Dorian pulled back as though burned, retreating to the edge of the bed before he could stop himself. His breath came hard, ragged.
“I’m sorry,” Selene said, her voice soft. “Did I hurt you—?”
“No, no, it’s fine.”
It wasn’t fine. His pulse was hammering against his ribs, his hands curled into the sheets to keep them from shaking.
When Selene’s palm touched his back, warm and grounding, he flinched before he could stop himself.
The touch softened, stroking small circles between his shoulder blades.
She was trying to comfort him, and that made it worse.
“I don’t want to… I can’t…” He swallowed hard, the words struggling to form. “I don’t want to get you pregnant.”
Selene froze.
Dorian stared at the sheets, unable to face whatever expression had crossed her face. He already hated himself enough .

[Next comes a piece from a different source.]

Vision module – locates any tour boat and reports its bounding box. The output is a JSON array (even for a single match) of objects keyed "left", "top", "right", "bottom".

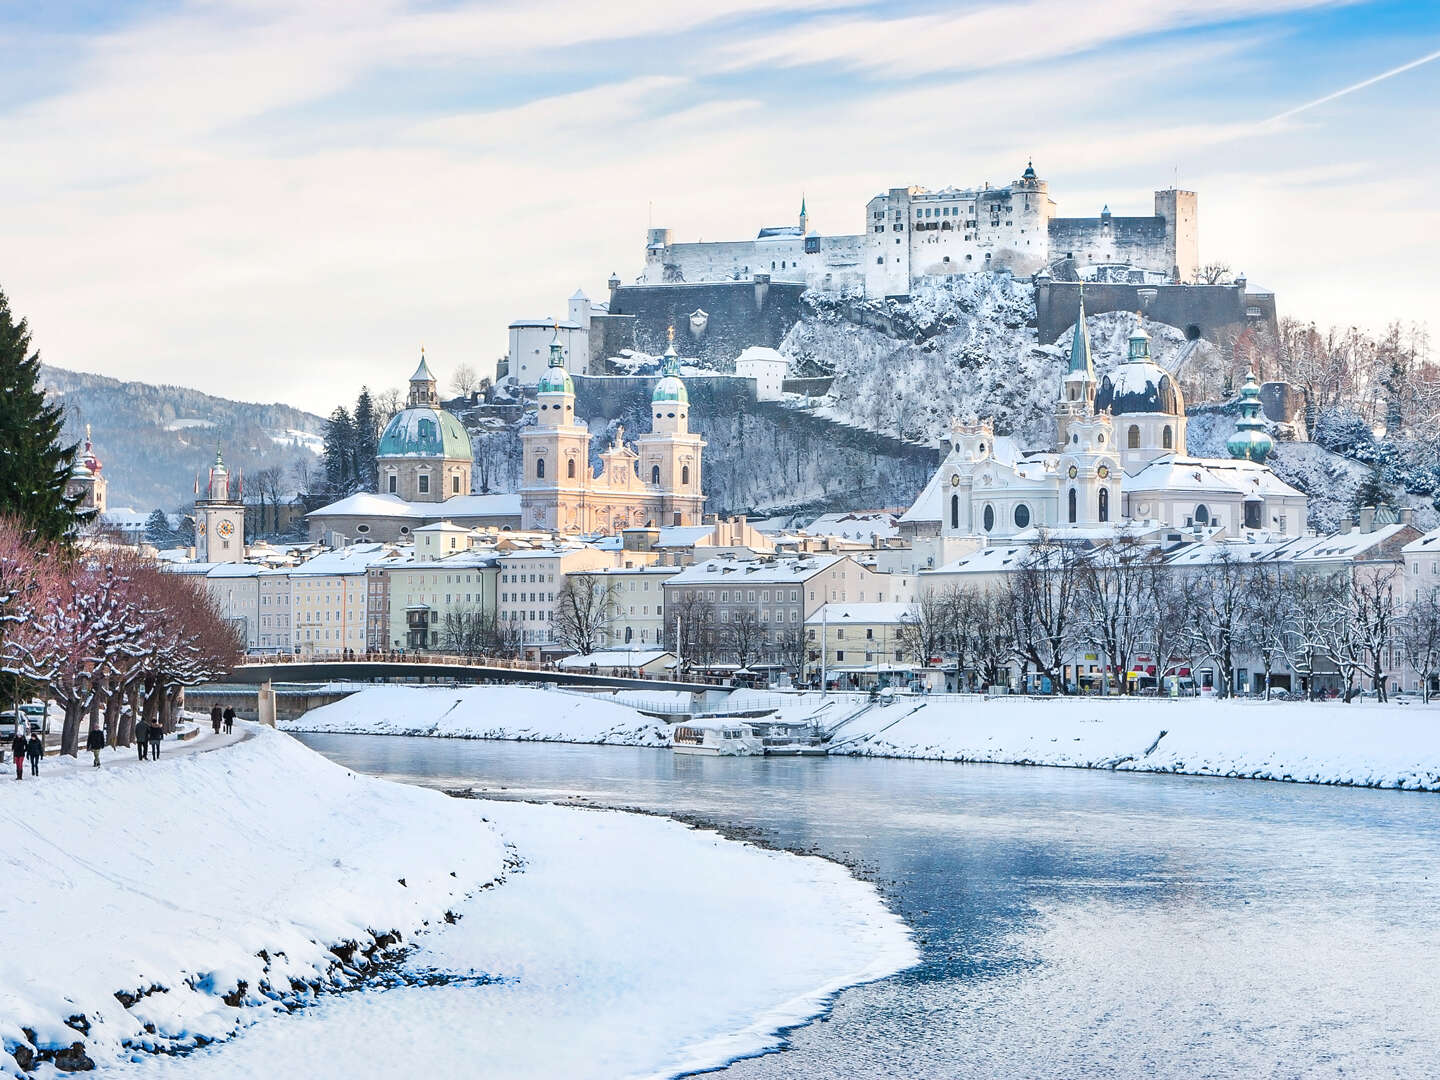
[{"left": 670, "top": 720, "right": 763, "bottom": 756}]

Silence stretched between them, thick with something fragile and uncertain. He expected her to ask why. To demand an answer. To take offense.

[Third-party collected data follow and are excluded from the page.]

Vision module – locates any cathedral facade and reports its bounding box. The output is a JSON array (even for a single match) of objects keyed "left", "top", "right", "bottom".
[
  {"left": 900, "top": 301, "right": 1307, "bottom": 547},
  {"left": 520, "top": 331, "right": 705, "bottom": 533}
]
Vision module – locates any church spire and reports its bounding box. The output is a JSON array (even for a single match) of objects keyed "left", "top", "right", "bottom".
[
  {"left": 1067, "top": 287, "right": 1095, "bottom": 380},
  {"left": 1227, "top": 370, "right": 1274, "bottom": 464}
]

Instead, she asked, “Is this because of your mother? Because of what happened to her?”
He stiffened. Of course that would be the logical conclusion. Of course Selene, ever observant, would piece together his father’s grief and assume he had inherited the same fear. He almost wished that was the truth. It would be easier than the real reason.
He took a breath, but it shuddered on the way out. “I need to tell you something.”

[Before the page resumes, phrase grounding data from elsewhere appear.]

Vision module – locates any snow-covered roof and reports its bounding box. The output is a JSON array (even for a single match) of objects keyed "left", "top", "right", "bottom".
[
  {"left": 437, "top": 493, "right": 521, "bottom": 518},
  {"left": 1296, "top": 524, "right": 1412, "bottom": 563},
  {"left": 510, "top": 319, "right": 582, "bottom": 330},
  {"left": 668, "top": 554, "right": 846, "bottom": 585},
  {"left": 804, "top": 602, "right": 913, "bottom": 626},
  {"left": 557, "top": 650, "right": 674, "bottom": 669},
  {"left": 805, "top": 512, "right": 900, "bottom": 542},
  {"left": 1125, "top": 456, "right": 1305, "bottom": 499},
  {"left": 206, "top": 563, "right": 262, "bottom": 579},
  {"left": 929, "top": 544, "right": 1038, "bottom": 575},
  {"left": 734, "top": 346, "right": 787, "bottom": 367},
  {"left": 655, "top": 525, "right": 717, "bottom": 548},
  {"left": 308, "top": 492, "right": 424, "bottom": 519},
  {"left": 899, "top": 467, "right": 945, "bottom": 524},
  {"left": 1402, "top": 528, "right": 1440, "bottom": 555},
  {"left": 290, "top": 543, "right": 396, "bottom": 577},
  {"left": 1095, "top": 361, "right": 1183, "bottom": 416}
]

A pause. Then, carefully, “Go on.”
Dorian turned, forcing himself to meet her eyes. He couldn’t tell her the full truth, of course. She’d never believe him. But he could tell her something close to it.
He swallowed past the lump in his throat. “I loved a woman before.”
Selene didn’t react the way he expected. There was no sharp intake of breath, no flicker of jealousy or surprise. Instead, she tilted her head slightly, as though she had already known.
“Luna?”
His stomach dropped. “How… how do you know that name?”
For one awful, glorious moment, Dorian thought that, somehow, she remembered. Perhaps it had come to her in a dream, or another life, or a gift from the goddess.
But then she spoke again. “You murmur it sometimes in your sleep.”
His breath hitched. “I… I see.”
Selene kept her voice gentle. “Who was she?”
Dorian exhaled shakily. He felt himself unraveling, the edges of his carefully held composure fraying with every second.
“She… she died.” The words scraped his throat on the way out, but he forced them past his lips.
He could have left it there. Could have let Selene draw her own conclusions.
But he owed her the truth, or as much of it that made sense .
His jaw clenched as he forced himself to say it. “While she was pregnant with my child.”
Selene sucked in a breath. Her eyes softened, and something in her expression cracked him open. Pity. No, not pity—grief. Not just for Luna, but for him.
“Oh, Dorian.”
He closed his eyes. He didn’t deserve her sympathy. He didn’t deserve any of this. “It was my fault.” The admission barely made a sound, but it cut through the room like a blade. “What happened to her… it was my fault. I caused her death, and I can’t, I can’t lose—”
His voice broke. Shame crawled up his spine, and for a moment, he considered retreating further, turning away before she could see him like this.
But then Selene was there, pulling him into her arms, her warmth seeping into him like sunlight breaking through a storm.
He went rigid, every instinct screaming at him to pull away, to spare her the burden of his grief.
And then, slowly, he exhaled against her neck, and the tension bled from his body.
His arms wound around her, fingers digging into her skin as though anchoring himself to the present, to her.
“We don’t have to talk about it,” she murmured against his temple. “There are other things we can do together. I don’t need… I don’t need that.”
Gods, she was too good. Too patient. He had pulled away from her, denied her something she wanted, and yet here she was, offering him comfort instead of anger.
And he wanted her. More than he had ever wanted anything. But not like this. Not with the past still weighing down on him like chains.
Selene held him tighter, her breath warm against his skin. He didn’t deserve this. Didn’t deserve her. But for tonight, he let himself believe he did.